Assessing the Relationship between Diversification of Non-Oil Export Product and Economic Growth in Nigeria. (Published)
The study investigates the relationship between diversification of non-oil export products and economic growth in Nigeria from 1981 and 2014. The study examines the significant role of non-oil export product on real economic growth which the previous studies might have ignored and the aggregate non-oil exports product data used by them might bias their conclusions. In achieving the objectives of the study, Ordinary Least Square Methods involving Error correction mechanism, co-integration, over-parametization and parsimonious were adopted. Johansen Co integration test reveals that the variables are cointegrated which confirms the existence of long-run equilibrium relationship between the variables. Thus, this suggests that all the variables tend to move together in the long run. The study reveals that the there is significant relationship between diversification of non-oil export and economic growth in Nigeria during the period.
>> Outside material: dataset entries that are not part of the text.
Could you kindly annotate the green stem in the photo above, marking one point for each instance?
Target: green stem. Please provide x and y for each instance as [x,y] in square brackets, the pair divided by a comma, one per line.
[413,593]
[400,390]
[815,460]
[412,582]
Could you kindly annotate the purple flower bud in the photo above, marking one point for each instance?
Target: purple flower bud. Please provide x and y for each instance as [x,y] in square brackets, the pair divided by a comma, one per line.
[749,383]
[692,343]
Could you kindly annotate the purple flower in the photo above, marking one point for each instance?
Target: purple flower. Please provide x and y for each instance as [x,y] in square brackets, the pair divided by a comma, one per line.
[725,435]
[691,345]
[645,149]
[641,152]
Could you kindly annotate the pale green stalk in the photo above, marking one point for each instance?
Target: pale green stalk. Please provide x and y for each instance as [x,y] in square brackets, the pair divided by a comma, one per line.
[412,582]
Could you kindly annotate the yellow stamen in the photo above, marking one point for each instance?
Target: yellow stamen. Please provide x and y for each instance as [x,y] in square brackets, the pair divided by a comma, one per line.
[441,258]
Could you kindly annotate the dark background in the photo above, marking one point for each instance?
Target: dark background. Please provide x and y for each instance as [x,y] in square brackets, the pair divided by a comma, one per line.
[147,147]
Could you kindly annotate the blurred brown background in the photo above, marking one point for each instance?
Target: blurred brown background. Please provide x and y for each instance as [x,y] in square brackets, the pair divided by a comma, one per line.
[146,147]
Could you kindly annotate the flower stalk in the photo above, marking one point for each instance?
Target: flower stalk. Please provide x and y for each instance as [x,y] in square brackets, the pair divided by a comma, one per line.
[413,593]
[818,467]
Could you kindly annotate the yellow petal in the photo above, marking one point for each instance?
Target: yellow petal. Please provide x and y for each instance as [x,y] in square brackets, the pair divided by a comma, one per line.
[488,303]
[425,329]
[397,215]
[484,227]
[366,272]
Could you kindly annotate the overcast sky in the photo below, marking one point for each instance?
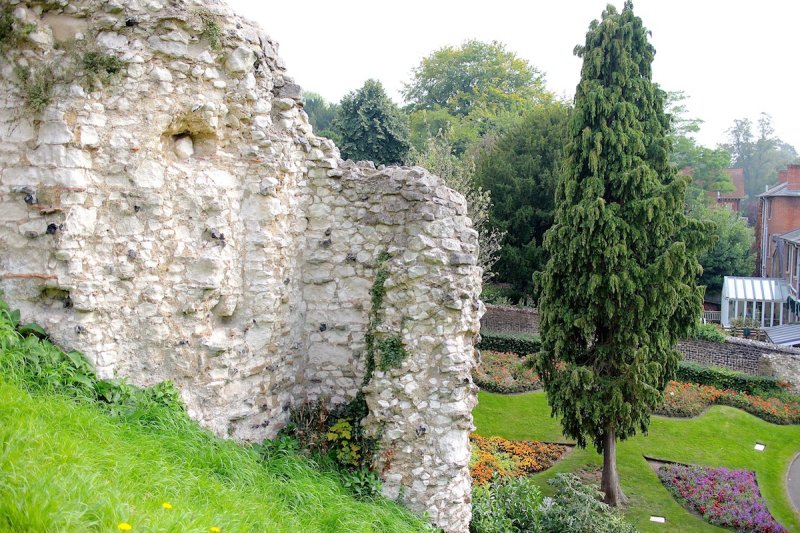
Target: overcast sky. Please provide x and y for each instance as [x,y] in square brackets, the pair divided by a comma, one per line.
[733,58]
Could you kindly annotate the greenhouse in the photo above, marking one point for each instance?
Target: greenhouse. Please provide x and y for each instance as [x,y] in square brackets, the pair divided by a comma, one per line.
[754,302]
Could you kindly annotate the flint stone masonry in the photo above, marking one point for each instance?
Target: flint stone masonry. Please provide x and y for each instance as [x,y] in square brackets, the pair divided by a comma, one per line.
[183,222]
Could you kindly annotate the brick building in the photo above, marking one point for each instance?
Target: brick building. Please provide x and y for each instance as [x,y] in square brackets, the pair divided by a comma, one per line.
[779,214]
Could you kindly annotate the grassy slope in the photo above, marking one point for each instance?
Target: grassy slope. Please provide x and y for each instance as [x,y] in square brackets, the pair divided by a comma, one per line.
[723,436]
[69,467]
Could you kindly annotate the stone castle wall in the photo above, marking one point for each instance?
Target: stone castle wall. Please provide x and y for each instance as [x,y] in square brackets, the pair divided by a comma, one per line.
[181,221]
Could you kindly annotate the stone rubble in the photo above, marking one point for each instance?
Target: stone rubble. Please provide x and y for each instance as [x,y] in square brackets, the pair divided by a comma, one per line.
[183,222]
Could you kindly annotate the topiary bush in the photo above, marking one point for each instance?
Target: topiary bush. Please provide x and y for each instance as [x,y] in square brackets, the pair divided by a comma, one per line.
[507,504]
[727,379]
[708,332]
[577,508]
[503,342]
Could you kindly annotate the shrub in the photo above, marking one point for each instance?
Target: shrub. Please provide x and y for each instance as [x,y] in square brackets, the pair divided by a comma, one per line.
[576,508]
[37,86]
[708,332]
[505,505]
[727,379]
[505,373]
[362,483]
[519,344]
[35,364]
[727,498]
[498,457]
[100,68]
[690,399]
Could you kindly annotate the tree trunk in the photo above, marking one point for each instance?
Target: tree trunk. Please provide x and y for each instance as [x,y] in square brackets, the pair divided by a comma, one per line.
[610,480]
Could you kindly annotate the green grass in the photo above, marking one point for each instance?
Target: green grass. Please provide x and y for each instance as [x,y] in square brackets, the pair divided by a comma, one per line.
[67,466]
[722,436]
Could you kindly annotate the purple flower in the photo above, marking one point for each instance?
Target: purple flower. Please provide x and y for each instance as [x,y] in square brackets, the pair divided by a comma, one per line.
[727,498]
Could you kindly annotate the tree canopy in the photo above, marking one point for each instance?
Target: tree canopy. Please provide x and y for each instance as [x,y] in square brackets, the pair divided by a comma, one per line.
[731,253]
[474,76]
[760,156]
[521,169]
[619,288]
[371,126]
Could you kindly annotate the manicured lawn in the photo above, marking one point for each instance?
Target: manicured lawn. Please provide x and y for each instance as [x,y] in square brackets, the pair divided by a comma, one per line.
[723,436]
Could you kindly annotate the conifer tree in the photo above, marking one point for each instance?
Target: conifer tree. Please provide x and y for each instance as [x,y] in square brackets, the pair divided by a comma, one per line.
[371,127]
[619,288]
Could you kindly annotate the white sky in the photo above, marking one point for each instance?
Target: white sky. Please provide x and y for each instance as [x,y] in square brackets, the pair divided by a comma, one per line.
[733,58]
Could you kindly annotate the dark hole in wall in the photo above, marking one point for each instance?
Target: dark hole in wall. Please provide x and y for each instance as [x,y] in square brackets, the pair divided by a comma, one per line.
[55,298]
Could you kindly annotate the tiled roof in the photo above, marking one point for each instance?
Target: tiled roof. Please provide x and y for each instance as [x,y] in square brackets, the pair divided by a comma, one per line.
[792,236]
[781,189]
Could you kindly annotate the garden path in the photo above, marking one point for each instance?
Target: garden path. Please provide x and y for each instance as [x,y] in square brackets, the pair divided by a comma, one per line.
[793,482]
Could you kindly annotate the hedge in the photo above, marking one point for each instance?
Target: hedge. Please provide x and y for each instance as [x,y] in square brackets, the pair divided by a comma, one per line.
[726,379]
[518,344]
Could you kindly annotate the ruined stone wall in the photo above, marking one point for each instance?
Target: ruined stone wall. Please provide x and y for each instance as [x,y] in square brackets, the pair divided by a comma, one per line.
[179,220]
[421,408]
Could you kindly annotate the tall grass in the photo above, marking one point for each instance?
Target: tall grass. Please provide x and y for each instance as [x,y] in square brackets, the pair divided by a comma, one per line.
[78,461]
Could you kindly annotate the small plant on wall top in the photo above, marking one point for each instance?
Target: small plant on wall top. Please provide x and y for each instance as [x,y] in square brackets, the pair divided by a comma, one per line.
[391,353]
[37,86]
[211,29]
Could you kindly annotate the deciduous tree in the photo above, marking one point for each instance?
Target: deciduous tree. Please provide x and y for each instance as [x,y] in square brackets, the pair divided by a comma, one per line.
[521,168]
[619,288]
[475,76]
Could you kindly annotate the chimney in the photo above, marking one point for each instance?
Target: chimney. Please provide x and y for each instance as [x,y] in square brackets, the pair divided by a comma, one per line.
[792,177]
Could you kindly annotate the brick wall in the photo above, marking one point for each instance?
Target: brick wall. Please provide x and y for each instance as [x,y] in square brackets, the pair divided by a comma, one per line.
[502,319]
[743,355]
[734,354]
[783,216]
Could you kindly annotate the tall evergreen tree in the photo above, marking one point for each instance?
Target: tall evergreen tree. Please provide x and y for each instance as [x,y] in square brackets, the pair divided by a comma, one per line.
[371,126]
[619,287]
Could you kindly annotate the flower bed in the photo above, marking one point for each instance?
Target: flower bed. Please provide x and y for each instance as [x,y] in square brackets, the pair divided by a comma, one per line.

This was evident in the study that the policies on non-oil products during the period in Nigerian do not sufficiently encourage non-oil export, thus reduce their contributions to growth. This is because the study reveals that agricultural and manufacturing components of non-oil export has positive and significant relationship with economic growth while solid minerals components has negative and insignificant relationship with economic growth in Nigeria. This study therefore recommend that government should enforce non-oil export policies towards resuscitating the failing non-oil export industry. The study among other things encourages the government to strengthen the legislative and supervisory framework of the non-oil products in Nigeria and diversify the economy to ensure maximum contributions from all faces of the subsectors to economic growth of Nigeria.